Another eerie location I’ve experienced unsettling energy is the Historic Eureka Inn in downtown Jonesborough. I would like to follow that by saying this place is also one of my absolute favorite places in the Tri-Cities, so no amount of ghosts or goblins could keep me from enjoying it as much as possible. Instead, I consider the spirits there as welcomed guests who compliment the ambiance. The Inn was one of the first lots purchased after Tennessee became a state in 1796. It was one of the only wooden structures to remain standing following devastating fires in the late 1890s and still has its original hardwood floors. The Inn was used as a boarding house as well as a sequester house for jurors which lends to its rich history and ample paranormal activity. The property has also been rumored to have been a brothel and a moonshine still. Paranormal investigators have even captured voices pleading for their lives! Some girlfriends and I spent the night there a few Halloweens back and as we sipped our wine and enjoyed pizza by the fireplace in the parlour, the presence of something otherworldly was undeniable. These spaces that are centuries old, that have seen and heard so much, housed so many characters, most good, some bad, you’re bound to absorb some of that into the walls and bannisters and mantels.

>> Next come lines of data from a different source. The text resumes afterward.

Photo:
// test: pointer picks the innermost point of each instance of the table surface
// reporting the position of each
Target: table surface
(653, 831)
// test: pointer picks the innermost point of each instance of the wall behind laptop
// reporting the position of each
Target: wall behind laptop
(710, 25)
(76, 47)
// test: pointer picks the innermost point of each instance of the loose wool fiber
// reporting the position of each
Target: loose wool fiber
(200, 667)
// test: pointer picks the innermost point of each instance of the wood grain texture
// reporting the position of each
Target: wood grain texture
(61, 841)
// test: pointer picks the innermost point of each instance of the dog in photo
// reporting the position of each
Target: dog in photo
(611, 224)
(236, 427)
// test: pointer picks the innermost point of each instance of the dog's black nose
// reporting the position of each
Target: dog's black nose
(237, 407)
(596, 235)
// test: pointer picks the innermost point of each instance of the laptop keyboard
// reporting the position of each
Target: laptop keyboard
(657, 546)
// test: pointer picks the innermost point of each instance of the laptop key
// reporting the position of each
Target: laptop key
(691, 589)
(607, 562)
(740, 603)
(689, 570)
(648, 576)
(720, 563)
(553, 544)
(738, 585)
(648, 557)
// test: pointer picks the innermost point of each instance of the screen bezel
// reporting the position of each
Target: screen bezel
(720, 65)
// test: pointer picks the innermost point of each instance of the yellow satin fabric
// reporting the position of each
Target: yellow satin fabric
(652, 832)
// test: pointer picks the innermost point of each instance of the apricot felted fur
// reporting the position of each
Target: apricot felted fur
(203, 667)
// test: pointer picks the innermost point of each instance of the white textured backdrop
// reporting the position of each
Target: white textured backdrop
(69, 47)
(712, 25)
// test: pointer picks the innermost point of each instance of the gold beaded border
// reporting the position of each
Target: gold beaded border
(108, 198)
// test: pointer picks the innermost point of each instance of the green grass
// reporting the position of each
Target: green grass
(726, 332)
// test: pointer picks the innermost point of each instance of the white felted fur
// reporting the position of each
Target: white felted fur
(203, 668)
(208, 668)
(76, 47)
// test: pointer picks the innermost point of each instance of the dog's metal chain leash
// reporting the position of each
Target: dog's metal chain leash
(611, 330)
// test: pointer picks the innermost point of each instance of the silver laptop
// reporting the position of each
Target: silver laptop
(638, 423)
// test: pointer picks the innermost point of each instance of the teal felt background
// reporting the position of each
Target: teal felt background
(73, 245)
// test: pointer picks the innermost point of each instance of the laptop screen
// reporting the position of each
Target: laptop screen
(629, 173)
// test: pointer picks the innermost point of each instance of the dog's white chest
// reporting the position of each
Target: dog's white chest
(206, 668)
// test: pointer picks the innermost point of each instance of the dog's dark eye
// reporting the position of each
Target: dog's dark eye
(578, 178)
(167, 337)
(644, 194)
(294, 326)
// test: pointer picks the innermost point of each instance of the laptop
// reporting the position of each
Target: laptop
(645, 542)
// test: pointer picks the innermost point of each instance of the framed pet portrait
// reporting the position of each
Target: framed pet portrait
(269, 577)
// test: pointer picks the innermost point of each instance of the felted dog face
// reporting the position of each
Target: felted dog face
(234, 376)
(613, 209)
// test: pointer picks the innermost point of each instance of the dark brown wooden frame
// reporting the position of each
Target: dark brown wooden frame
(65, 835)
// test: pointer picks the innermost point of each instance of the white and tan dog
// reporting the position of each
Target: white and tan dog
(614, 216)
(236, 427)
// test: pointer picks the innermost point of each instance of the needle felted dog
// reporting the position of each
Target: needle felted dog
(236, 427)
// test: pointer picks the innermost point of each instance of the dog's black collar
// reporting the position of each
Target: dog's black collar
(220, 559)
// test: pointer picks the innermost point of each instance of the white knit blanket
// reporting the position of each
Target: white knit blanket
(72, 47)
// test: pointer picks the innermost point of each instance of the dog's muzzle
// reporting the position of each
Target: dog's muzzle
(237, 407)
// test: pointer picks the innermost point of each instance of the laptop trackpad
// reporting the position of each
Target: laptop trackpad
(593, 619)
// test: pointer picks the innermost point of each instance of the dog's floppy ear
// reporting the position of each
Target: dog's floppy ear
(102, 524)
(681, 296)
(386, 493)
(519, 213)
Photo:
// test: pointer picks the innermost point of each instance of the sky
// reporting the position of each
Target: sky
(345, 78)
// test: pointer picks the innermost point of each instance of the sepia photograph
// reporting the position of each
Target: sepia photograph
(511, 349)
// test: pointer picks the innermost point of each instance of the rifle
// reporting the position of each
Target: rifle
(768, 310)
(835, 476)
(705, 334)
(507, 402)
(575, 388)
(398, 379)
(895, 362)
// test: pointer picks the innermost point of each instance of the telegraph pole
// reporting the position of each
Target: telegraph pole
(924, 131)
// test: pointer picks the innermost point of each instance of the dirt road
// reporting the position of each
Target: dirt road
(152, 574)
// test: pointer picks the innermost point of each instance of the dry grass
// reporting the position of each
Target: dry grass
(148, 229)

Finally, a rather unexpected spot for ghostly activity is Watauga Lake Winery in Butler. The winemakers purchased the old Big Dry Run School, a remote building back in the twisting, winding woods around Watauga Lake as their production facility and it now also hosts their tasting room and a cafeteria where guests can enjoy woodfired pizzas. The school was only open from the 1940s to the 1980s and housed children together from kindergarten through 12th grade. Paranormal investigators visiting from Charlotte placed cameras in the basement, at the bottom of the old coal chute and captured the full and very visible apparition of a man. When the owners watched the tape with an elderly woman who still lived in the area and used to work at the school, she exclaimed the man’s name out loud. She instantly identified him as a local man who had worked extensively on the construction of the school and who was tragically killed in a bridge collapse. Those same investigators caught the voices of children playing in the gymnasium among other spooky happenings. I’ve visited this winery on multiple occasions. With its remote setting and the creepy coal chute that leads from the main floor to the basement, it’s easy to see why it would remain home to inhabitants from the past. I’ll be the first to say you couldn’t pay me enough money to stay there overnight. But I might do it if I were promised their delicious vino and pizza!
Do your own research and get out and explore some of the creepy haunts and hollers of the Tri-Cities for yourself. You never know who or what might just make an appearance. Have a happy and safe Halloween!